The Ohio River & Western Railroad was a 112 mi narrow gauge railway that was incorporated in 1875 and operated from 1877 or 1878 till 1931. The railroad was located in southeastern Ohio. The line ran from Bellaire (east point) to Zanesville (west end).

The Ohio River and Western Railroad began construction as the Bellaire and Southwestern Railway in 1876, starting at Bellaire, Ohio, on the Ohio River. It commenced operation in the late 1870s. It had reached Woodsfield by 1880. By 1884, it had reached Zanesville, Ohio, leasing the Muskingum County Railway from the county for the westernmost nine miles of track. At about the same time, the name became Bellaire, Zanesville and Cincinnati Railroad.
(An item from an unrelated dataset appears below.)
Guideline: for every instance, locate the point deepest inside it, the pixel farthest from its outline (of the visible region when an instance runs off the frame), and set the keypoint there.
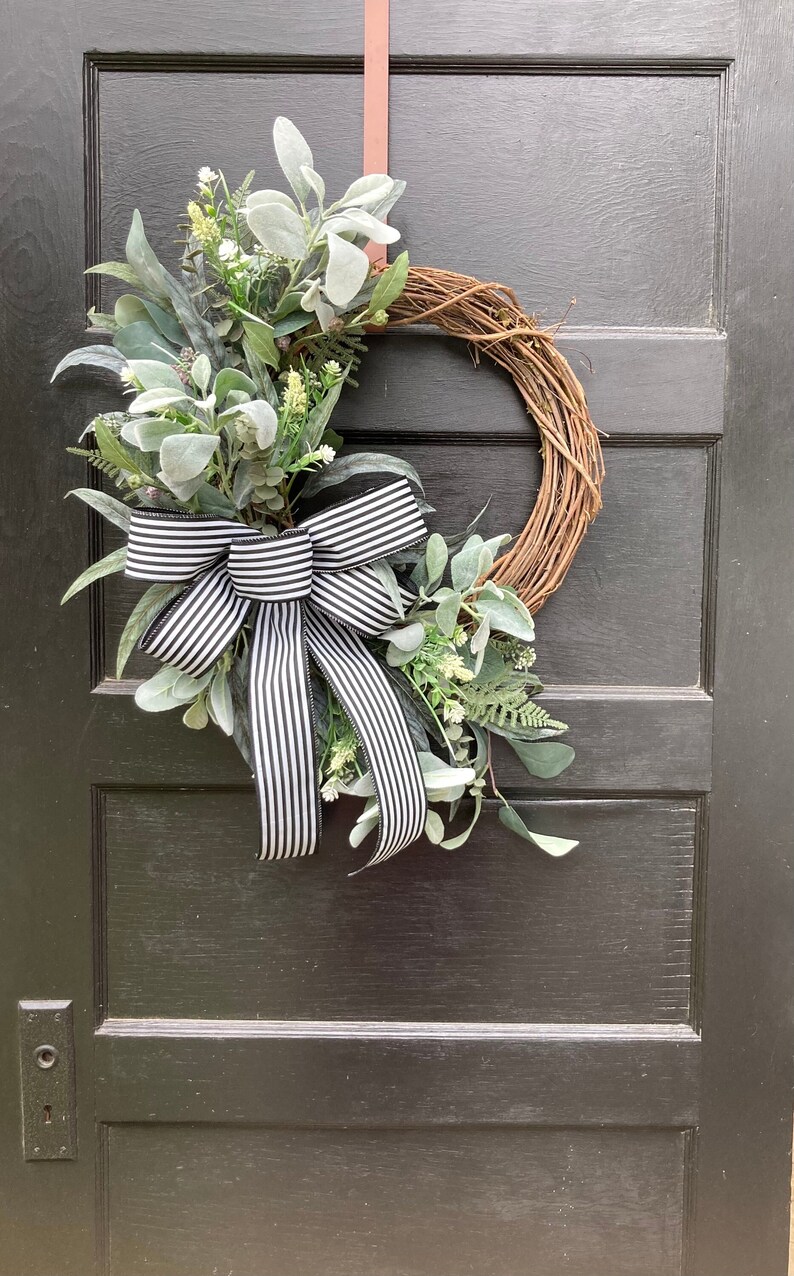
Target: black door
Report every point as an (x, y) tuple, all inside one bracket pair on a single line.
[(483, 1062)]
The final mile to the Zanesville depot was achieved through a trackage rights agreement with the Baltimore and Ohio Railroad.

The name Ohio River and Western Railway was adopted in 1903.

The company began to shorten its line in 1928, selling of the section west of Lawton to the PO&D; the section from there to Woodsfield was abandoned some time later. The remaining railroad ceased operations in 1931; the line from Key to Bellaire was sold to the Pittsburgh, Ohio Valley and Cincinnati Railroad in April 1931. The last train to run on the remaining railroad was on Memorial Day, May 30, 1931, and the line was abandoned the next day. The company was formally dissolved in 1935.